His service drew legions of U.S. marshals, police and sheriff’s officers from around the state, and also the Delaware State Police, where his son, Jonathan C. Gibbons, serves as senior corporal. Squad cars filled Court Square outside Symphony Hall, as the words of the 23rd psalm, “The Lord is my shepherd,” resounded in the great concert hall.
Inside, there were mementos of Gibbons’ life: an American International College football helmet and photographs, including family snapshots and news photos of him making arrests. Many remembered how Gibbons often earned the trust of people he arrested.
Davis first met Gibbons when the former was an Obama administration Justice Department official charged with building relationships between law enforcement and groups that often feel at odds with police. Marshal Gibbons, Davis said, advocated for the U.S. Marshals Service to be a part of that effort, with its network of police partnerships and core values of justice, integrity and service.
Davis said when he was asked to join Joe Biden’s administration, he chose the Marshals Service because of Gibbons’ example.
Gibbons, a former state police trooper and investigator, was appointed by President Barack Obama as a U.S. marshal in 2010, and he remained so for 11 years, through three presidents.
A New Jersey native who played football and earned degrees at American International College, Gibbons started his career as a counselor for the Hampden County Sheriff’s Department, working for Sheriff Michael J. Ashe Jr. at the old York Street Jail, said current Sheriff Nicholas Cocchi.
Gibbons was a mentor to generations in law enforcement, Cocchi said.
“If everyone could walk a mile in John Gibbons’ shoes, spend a day looking at the world through his eyes,” Cocchi said, “our world would be a better place. Our profession of law enforcement would be a better place.”
Retired state police Capt. Peter Higgins said he met Gibbons in 1981, when Higgins was assigned to be newly minted Trooper Gibbons’ training officer in the Northampton barracks.
“The teacher quickly became the student,” Higgins said. “He was a good cop and an even better man.”
And an example for his son, who told the audience he never had to go looking in comic books to find the hero he had in his father.
“An in-the-pants holster, a beeper, a set of handcuffs,” he said. “You couldn’t convince me there is anything better.”
Cooler still, he recalled his state police detective father picking him up from school.
“In an undercover car,” the younger Gibbons recalled.
Among the mourners, Dora Robinson, the former president and CEO of the United Way of Pioneer Valley, described Gibbons as a “quiet giant” who earned respect — there’s that word again — through his own empathy.

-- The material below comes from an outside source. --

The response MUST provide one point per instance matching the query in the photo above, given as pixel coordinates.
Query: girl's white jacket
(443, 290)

Her husband, Baystate Health Vice President Frank Robinson, recalled Gibbons’ own source of guidance.
“He was a man of tremendous faith,” Robinson said, “tremendous faith in God.”
Mourners were told that Gibbons worshipped at Martin Luther King Jr. Community Presbyterian Church in Springfield, in part because its members sing not just from the mouth but from the heart.
As such, service leaders prompted the otherwise reserved group of uniformed police officers in attendance to sing along with the hymn “Blessed Assurance,” and exhorted them to also clap their hands and tap their feet, to belt out the upbeat “Hold to God’s Unchanging Hand.”